Ele aspira ao humano reconciliado, onde o conflito é organizado como lugar de verificação das diversas sensibilidades que compõem a coletividade, como atestado da diferença escatológica da promessa do Reino de Deus. Isso exige a leitura de todas aquelas instâncias e procedimentos institucionais que permitem uma composição do conflito, uma sua resolução não violenta e/ou parcial, como referentes significativos da experiência espiritual dehoniana.
O apoio convicto dado à União Europeia, no reconhecimento dos seus limites e de certa miopia burocrática (sobretudo em relação aos fenômenos religiosos em seu entrelaçamento com as práticas comunitárias), faz parte dessa orientação espiritual originada pelo carisma de fundação do padre Dehon.
Uma última nota menor, mas que merece ser explicitada. Trata-se do "como" da conexão entre a experiência espiritual dehoniana e o trabalho de informação religiosa.
Formulo-a nos seguintes termos: em tudo isso, a espiritualidade representa uma espécie de fundo inconsciente, não tematizado, que se expressa plenamente naquele outro sobre o qual se fala ao fazer informação religiosa.
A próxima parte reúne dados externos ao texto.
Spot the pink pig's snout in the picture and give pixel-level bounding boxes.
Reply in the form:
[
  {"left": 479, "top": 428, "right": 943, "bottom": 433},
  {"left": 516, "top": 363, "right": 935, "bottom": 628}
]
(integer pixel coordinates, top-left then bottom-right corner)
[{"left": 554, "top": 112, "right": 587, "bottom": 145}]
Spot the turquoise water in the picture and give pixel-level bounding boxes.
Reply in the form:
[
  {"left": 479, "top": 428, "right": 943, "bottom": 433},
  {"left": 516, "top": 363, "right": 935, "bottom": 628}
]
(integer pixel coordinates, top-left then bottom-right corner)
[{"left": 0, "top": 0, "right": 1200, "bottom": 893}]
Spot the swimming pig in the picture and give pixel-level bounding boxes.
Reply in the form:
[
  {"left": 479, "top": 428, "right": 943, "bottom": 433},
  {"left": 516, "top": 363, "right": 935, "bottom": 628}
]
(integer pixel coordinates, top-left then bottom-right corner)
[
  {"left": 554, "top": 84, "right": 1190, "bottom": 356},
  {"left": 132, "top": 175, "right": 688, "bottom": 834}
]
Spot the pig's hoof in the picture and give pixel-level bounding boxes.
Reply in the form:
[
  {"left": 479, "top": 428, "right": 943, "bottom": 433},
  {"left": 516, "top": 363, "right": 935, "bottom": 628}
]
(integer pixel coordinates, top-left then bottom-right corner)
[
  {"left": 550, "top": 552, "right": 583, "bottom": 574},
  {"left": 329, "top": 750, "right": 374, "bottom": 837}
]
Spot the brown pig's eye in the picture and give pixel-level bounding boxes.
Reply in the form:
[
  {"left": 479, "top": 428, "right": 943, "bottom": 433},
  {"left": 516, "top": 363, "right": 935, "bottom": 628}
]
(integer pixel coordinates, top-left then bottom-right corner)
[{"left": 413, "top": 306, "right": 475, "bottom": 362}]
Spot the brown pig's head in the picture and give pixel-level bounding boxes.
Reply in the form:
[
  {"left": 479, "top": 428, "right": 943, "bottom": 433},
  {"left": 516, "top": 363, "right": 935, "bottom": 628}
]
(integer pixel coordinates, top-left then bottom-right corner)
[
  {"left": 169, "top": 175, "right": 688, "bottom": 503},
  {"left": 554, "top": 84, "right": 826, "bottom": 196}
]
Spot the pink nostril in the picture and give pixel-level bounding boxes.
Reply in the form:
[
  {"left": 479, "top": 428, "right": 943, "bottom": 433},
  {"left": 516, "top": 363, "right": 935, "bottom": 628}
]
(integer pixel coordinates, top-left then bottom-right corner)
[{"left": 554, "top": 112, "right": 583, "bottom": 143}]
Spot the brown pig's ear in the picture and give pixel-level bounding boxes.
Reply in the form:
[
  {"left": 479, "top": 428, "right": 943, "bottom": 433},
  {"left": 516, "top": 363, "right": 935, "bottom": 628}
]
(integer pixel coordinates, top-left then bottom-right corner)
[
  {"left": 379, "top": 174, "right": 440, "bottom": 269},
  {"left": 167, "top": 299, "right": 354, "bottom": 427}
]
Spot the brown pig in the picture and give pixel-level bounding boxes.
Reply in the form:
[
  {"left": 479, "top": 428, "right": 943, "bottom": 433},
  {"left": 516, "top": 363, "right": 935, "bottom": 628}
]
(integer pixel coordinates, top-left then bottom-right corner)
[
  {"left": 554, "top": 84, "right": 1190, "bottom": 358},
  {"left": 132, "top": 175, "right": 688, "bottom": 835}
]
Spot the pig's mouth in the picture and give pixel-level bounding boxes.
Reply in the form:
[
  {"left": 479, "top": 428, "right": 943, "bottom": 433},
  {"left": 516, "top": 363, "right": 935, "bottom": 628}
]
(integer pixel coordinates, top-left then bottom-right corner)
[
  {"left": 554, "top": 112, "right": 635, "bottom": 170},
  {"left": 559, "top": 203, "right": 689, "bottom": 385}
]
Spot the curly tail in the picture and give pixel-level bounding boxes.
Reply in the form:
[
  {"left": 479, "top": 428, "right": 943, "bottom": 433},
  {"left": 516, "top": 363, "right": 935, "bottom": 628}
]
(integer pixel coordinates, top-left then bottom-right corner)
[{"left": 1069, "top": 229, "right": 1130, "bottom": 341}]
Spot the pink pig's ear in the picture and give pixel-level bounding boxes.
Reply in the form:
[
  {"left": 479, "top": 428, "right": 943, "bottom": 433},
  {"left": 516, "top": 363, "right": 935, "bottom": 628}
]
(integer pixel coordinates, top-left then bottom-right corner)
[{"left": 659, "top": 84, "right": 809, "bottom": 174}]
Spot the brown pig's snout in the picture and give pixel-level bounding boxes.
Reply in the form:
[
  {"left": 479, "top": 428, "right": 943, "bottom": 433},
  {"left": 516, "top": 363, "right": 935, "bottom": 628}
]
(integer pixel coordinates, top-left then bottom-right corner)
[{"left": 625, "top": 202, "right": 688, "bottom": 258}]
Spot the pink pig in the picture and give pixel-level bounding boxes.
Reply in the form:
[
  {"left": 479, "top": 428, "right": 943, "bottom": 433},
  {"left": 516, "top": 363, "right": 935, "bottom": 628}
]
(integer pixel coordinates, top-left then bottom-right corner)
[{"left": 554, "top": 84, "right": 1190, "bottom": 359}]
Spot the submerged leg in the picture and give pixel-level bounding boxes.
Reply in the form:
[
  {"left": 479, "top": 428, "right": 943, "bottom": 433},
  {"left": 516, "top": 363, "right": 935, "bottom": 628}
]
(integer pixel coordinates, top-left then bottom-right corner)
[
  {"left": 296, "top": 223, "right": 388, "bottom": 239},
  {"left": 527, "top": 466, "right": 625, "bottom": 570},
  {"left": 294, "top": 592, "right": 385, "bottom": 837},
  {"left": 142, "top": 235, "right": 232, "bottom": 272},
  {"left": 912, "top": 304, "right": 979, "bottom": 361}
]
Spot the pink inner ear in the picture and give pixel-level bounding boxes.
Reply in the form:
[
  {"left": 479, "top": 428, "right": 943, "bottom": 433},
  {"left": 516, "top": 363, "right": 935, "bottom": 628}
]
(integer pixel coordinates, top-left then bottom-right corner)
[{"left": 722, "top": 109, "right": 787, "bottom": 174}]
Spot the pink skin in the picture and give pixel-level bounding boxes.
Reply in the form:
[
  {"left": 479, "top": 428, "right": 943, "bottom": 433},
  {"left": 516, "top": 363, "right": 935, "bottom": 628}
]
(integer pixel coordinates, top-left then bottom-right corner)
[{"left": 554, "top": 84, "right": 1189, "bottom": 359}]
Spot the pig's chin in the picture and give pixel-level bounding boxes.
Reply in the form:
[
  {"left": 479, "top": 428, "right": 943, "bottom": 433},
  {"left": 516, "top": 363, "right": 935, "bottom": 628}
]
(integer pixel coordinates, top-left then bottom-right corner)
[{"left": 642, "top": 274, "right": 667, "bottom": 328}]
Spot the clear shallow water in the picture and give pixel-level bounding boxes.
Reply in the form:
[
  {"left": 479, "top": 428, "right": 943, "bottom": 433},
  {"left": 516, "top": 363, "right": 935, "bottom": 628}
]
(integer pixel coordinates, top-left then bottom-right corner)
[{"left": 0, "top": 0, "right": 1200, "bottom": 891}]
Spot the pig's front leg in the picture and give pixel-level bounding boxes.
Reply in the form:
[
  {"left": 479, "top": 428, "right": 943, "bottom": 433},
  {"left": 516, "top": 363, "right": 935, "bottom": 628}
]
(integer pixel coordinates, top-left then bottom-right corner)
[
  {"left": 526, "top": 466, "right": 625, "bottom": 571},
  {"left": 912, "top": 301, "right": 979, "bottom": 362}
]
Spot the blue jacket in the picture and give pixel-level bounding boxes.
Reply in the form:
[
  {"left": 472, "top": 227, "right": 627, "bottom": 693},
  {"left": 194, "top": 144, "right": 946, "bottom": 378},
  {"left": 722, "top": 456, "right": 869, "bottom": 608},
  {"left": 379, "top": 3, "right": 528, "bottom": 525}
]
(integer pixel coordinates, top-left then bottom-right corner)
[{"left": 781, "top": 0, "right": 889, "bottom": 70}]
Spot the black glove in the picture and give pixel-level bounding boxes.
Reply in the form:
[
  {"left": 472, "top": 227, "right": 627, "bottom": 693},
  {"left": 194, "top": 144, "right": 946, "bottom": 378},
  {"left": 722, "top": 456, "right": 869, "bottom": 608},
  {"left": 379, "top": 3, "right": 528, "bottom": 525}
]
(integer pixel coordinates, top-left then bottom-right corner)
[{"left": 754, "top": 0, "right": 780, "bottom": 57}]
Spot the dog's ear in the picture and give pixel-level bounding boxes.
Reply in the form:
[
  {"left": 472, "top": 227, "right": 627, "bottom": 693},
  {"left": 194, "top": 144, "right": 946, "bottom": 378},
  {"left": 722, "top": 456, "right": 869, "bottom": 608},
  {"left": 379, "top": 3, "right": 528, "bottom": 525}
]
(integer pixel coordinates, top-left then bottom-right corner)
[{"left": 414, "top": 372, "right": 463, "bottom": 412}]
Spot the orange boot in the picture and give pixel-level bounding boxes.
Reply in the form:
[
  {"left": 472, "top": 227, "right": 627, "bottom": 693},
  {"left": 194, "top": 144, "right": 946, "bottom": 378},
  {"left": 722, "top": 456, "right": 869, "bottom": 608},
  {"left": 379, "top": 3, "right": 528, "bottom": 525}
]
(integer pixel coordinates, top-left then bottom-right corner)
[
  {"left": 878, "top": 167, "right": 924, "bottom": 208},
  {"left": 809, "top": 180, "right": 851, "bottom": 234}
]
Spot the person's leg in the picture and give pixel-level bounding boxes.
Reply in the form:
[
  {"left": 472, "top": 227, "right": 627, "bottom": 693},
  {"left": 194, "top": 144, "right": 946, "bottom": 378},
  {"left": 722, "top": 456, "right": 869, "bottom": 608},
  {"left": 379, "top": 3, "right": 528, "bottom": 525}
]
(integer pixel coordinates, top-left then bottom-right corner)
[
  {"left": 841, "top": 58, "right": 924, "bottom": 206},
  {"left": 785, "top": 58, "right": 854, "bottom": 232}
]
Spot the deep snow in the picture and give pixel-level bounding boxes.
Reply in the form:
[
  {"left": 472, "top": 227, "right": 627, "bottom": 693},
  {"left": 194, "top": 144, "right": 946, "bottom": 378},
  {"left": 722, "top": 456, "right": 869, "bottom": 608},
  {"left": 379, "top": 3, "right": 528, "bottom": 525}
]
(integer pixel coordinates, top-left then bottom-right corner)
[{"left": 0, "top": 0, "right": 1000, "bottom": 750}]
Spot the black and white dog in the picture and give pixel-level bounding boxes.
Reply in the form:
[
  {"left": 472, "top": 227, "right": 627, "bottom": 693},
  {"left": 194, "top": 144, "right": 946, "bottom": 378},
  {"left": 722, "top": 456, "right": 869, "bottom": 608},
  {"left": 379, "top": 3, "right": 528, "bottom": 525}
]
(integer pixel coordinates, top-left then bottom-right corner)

Por essa razão, não precisa ser tematizada; ao contrário, uma sua explicitação acabaria por faltar à própria condição de possibilidade de ativá-la eficazmente graças àquele campo de exterioridade/estranheza em que ela se expressa.
Tesouro precioso esse, pois guarda a consciência de que a espiritualidade (dehoniana, neste caso) não depende nem da pregação do seu ser, nem da nomeação do seu exercício; mas, sim, da sua prática expressiva possibilitada por todo o resto que ela não é.